Record keeping in services such as accounting and auditing and paralegal services will also be significantly facilitated. Similarly, the administrative burden on teachers could be substantially reduced, allowing them to spend more time interacting directly with their students, while government planning approvals could be accelerated to the benefit of all concerned.
But the impact on overall productivity and employment is much less certain at this stage.
At one end of the spectrum of views, Kristalina Georgieva, the Head of the IMF, very recently warned that AI is “hitting the labour market like a tsunami”. Jamie Dimon, head of America’s biggest bank similarly forecast that it would soon need fewer employees. While the head of a major AI company, Anthropic, has predicted that the technology his company is developing could wipe out “half of all entry-level white-collar jobs”.
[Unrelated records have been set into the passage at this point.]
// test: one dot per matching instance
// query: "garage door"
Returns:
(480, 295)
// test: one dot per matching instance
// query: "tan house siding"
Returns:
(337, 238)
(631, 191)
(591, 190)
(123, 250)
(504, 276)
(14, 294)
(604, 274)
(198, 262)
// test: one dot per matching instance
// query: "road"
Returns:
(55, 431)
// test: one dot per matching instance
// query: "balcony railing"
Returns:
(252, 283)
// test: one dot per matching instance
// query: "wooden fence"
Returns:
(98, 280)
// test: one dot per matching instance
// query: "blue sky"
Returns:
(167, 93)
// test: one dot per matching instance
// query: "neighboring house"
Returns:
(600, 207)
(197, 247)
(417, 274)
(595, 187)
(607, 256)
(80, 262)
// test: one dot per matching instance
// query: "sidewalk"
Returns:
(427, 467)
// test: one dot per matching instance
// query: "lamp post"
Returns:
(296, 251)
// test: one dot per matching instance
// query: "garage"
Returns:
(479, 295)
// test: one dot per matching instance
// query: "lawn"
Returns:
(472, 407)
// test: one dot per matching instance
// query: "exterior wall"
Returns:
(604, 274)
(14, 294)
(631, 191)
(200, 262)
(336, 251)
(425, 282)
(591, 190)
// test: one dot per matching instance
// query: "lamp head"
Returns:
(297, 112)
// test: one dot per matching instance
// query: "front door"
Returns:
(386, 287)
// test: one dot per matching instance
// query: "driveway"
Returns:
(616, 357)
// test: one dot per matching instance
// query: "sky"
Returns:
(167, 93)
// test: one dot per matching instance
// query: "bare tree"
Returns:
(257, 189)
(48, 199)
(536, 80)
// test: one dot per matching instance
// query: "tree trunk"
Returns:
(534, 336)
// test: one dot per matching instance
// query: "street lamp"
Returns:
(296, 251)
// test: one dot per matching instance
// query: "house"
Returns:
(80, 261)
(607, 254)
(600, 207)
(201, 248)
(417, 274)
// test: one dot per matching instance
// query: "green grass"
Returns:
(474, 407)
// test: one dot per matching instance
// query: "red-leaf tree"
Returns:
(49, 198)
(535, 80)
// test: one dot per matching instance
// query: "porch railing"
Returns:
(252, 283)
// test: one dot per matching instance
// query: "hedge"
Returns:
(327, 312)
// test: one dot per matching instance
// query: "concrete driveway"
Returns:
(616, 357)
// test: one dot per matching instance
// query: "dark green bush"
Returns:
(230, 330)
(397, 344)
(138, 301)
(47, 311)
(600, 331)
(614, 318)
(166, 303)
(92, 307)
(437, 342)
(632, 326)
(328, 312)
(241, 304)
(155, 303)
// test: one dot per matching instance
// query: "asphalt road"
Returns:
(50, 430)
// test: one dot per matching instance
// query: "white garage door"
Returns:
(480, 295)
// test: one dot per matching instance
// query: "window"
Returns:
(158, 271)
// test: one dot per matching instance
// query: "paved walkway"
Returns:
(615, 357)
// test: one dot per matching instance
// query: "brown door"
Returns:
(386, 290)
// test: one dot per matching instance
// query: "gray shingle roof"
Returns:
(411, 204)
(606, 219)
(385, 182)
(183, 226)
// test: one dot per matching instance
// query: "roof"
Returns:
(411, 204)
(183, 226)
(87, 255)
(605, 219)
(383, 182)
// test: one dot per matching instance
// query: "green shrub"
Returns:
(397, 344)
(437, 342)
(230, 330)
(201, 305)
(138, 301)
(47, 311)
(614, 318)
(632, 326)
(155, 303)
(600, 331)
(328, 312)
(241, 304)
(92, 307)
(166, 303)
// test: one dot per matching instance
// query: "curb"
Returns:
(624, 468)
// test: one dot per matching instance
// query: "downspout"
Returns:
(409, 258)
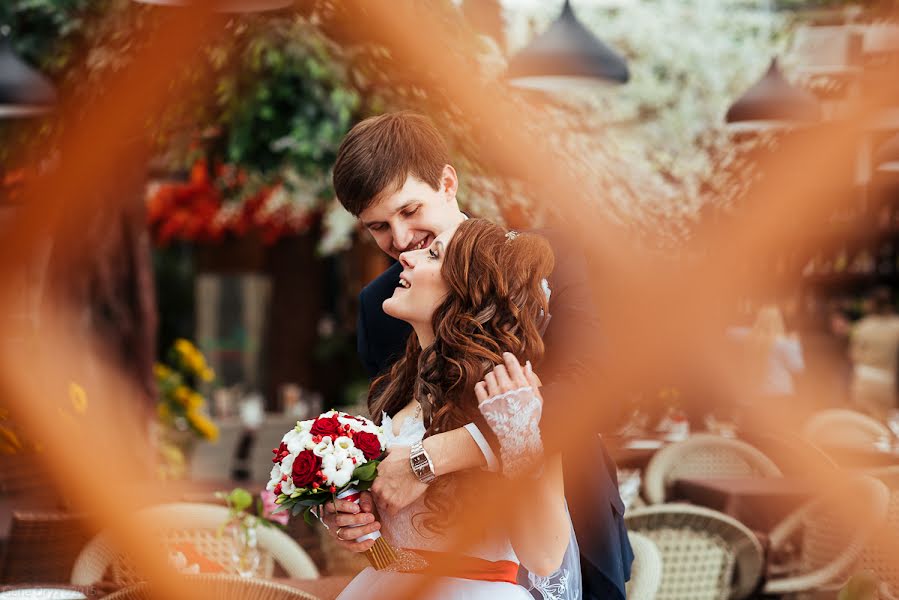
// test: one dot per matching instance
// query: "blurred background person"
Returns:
(873, 350)
(771, 358)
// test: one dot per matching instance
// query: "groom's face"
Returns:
(412, 217)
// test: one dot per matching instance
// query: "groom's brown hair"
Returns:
(379, 153)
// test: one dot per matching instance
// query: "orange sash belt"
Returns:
(445, 564)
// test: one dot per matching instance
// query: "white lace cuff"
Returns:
(514, 417)
(486, 450)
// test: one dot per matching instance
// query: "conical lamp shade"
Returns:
(234, 6)
(567, 50)
(887, 155)
(23, 90)
(772, 98)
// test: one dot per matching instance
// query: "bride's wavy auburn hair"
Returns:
(495, 304)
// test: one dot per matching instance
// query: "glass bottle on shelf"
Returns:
(885, 258)
(841, 261)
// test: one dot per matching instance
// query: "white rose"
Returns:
(329, 472)
(344, 443)
(358, 455)
(324, 447)
(328, 462)
(343, 475)
(295, 440)
(274, 478)
(287, 464)
(341, 456)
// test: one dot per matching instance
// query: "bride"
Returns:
(476, 299)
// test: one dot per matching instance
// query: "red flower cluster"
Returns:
(197, 211)
(306, 469)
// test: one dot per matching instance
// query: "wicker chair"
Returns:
(31, 533)
(196, 524)
(706, 555)
(646, 570)
(843, 427)
(703, 455)
(221, 587)
(832, 540)
(880, 554)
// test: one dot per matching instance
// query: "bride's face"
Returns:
(421, 287)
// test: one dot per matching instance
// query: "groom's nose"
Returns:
(402, 236)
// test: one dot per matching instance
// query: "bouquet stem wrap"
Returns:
(381, 554)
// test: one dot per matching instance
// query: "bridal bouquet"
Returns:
(333, 456)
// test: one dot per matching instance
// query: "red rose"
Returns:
(326, 426)
(280, 452)
(368, 443)
(305, 466)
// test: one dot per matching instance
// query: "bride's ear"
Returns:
(449, 182)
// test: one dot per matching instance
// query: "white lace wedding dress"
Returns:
(399, 531)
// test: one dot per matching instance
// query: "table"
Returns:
(92, 592)
(630, 452)
(324, 588)
(760, 503)
(861, 457)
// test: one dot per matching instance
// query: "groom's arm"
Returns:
(397, 486)
(573, 344)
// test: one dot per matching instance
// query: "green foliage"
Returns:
(281, 97)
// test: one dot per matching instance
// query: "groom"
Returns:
(393, 173)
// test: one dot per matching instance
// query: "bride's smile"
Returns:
(420, 287)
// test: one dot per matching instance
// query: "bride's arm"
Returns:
(510, 401)
(540, 528)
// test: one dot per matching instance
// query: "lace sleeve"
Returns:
(565, 583)
(515, 419)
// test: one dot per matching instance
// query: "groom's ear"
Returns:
(449, 182)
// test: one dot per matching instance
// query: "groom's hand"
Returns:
(351, 521)
(396, 486)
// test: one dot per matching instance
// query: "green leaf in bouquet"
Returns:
(366, 472)
(313, 501)
(240, 499)
(362, 486)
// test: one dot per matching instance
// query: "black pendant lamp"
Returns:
(773, 99)
(24, 92)
(230, 6)
(887, 155)
(566, 53)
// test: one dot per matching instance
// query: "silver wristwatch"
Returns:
(421, 463)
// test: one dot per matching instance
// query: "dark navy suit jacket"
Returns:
(571, 342)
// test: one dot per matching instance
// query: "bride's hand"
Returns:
(507, 377)
(509, 398)
(345, 521)
(396, 486)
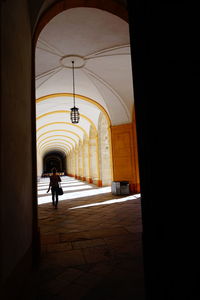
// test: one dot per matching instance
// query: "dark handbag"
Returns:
(60, 191)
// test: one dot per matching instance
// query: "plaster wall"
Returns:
(16, 136)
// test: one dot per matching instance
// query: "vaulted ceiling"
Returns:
(98, 42)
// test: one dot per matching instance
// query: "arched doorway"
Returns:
(54, 159)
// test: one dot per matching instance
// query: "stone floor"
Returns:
(91, 245)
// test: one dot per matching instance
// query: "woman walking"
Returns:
(54, 185)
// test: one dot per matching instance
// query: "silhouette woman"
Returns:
(54, 185)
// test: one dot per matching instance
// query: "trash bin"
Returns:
(120, 188)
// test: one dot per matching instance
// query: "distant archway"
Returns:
(54, 159)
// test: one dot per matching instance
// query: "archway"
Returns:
(87, 145)
(54, 159)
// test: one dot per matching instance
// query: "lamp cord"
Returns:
(73, 82)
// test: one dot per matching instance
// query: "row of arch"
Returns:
(88, 150)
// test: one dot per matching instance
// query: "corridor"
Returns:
(90, 244)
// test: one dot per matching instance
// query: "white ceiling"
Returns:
(99, 42)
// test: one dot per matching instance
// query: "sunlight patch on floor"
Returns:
(74, 195)
(109, 201)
On the other hand, the evidence does not show that AI has had much impact on either productivity or aggregate employment so far. As stated the main impact is likely to be on white collar jobs, but an analysis by the Economist of employment changes since the second half of 2022 across more than 100 large white-collar occupations in America found that employment has risen by 4 per cent.
However, this increase in white collar jobs may be because it typically takes time for firms to invest in the necessary complementary assets and make other changes needed to take full advantage of a new technology. Indeed, the history of technological change shows that major new technologies only slowly diffuse from being at the cutting edge to general use in all relevant industries.
The latest McKinsey Global Survey – released three months ago – found: “While AI tools are now commonplace, most organisations have not yet embedded them deeply enough into their workflows and processes to realise material enterprise-level benefits”.
Most interestingly, a survey of the literature reported by the Brookings Institute last year found that at the firm level AI is associated with firm growth, increased employment, and heightened innovation, particularly in product development. Firms that are leading the way in AI development have experienced roughly 2 per cent additional sales growth each year, although that sales increase is not immediate and takes two or three years to trickle down.
For these firms that are most successful, employment growth tends to match the increase in sales growth so that productivity has not moved much over a decade of increasing AI investments. Instead, the benefits of AI seem to be coming from increased product innovation, ranging from improved products to breakthrough innovations such as Moderna’s exceptionally rapid creation of a vaccine against COVID-19.
This literature survey also found that investments in AI are associated with major changes in firms’ labour composition and organisation. “AI-investing firms increasingly seek more educated and technically skilled employees and alter their internal hierarchies”.
Finally, the relative growth in sales and employment by the firms that have most successfully introduced AI has resulted in some increase in industry concentration in favour of larger firms, which have extensive proprietary data and more resources to invest in bespoke AI models.
AI seems to be contributing to increased industry concentration and a more skill-biased labour market but has done little to increase productivity and raise living standards.
Looking ahead, as Nobel Prize winners, Daron Acemoglu and Simon Johnson, said recently whether machines “destroy or create jobs all depends upon how we deploy them, and on who makes those choices.”
Most importantly, rather than designing and deploying AI only with automation in mind, governments have a role in tapping its immense potential to make workers more productive by changing the nature of their work.